The legislation, sponsored by Democrats, would establish the Interchange Fee Prohibition Act for both credit and debit card payments. Interchange fees, also known as swipe fees, are paid by businesses that accept customer payments by card.
A spokesperson for Illinois Gov. J.B. Pritzker, a Democrat, said by email this week that she expects the governor will sign the bill into law by the end of this month after it lands on his desk.
That new law would bar “a payment card network, an acquirer bank, or a processor” from receiving or charging fees on the tax amount or the gratuity associated with the sale of goods and services, according to the legislature’s summary of the bill.
The restriction would be contingent on the merchant informing the bank acquirer accepting the payment of the tax and gratuity amounts as part of the authorization or settlement of the electronic payment, the legislation said.
Other states, including Texas and Florida, have been considering such bills, but the Illinois legislature is the first to pass such legislation, according to National Association of Convenience Stores General Counsel Doug Kantor, who has been tracking bills on the topic. Driving the trend is a realization that businesses shouldn’t have to reach into their own pockets to pay the swipe fees when they’re collecting money on behalf of others, he said.

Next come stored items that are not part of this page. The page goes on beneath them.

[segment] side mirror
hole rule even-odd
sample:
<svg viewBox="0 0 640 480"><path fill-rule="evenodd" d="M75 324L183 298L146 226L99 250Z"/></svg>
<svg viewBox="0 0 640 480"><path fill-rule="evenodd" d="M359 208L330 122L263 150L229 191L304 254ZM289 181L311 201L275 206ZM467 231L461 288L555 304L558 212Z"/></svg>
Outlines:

“There’s a recognition that there’s a very fundamental unfairness going on here: The actual tax dollars that merchants are collecting on behalf of the state are being taken away by the credit card companies,” Kantor said in an interview Friday. “It’s like they’re being penalized for helping out the state in collecting taxes.”

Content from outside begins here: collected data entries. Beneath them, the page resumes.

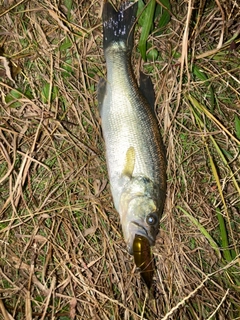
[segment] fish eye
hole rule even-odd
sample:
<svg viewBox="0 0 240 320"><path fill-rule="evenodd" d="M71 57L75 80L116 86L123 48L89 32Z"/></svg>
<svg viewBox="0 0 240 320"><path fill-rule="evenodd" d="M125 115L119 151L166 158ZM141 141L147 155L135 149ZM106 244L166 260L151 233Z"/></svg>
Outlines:
<svg viewBox="0 0 240 320"><path fill-rule="evenodd" d="M154 214L154 213L149 213L149 214L147 215L146 221L147 221L147 224L148 224L148 225L153 226L153 225L155 225L155 224L157 223L158 218L157 218L156 214Z"/></svg>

That principle holds true with respect workers’ tips as well, he said. Merchants run the risk of upsetting employees and customers if they don’t pass all of the tip to workers, but conversely they’ll need to debit themselves if they don’t take the fees out of the gratuity, he said.
U.S. Sen. Dick Durbin, a Democrat from Illinois, applauded the state legislature’s move in a press release last week, saying it would “curb the outrageous swipe fees on electronic transactions.” Durbin has been pushing a bill in Congress, the Credit Card Competition Act, that also seeks to rein in interchange fees.
Kantor is also executive committee member of the Merchants Payments Coalition, which is one of the merchant trade groups that have backed the CCCA proposal. By contrast, interest groups representing the banks that issue credit cards, and their credit card network partners, such as Visa and Mastercard, have opposed the bill.
The House bill, HB 4951, passed that chamber on a 60-47 vote last week, while it passed the Senate earlier in the week on a 37-22 vote. The revenue bill included a host of other legislative items and was split along party lines, supported only by Democrats.
Under the interchange prohibition bill, any entity involved in receiving fees on the tax or gratuity would be subject to a civil penalty of $1,000 per transaction and would be required to refund the fees, according to the text of the bill.
The law also proscribes the card companies from manipulating the calculation of their fees to increase the rate elsewhere in an attempt to circumvent the impact of the law.
ABA Banking Journal reported on the new law last week, also calling it out as the first such law in the U.S., saying it’s scheduled to take effect July 25 of next year. The bill may have been a last-minute addition to appease merchants upset by the governor’s signing of a budget last week that capped a discount retailers receive on sales tax, the Journal reported.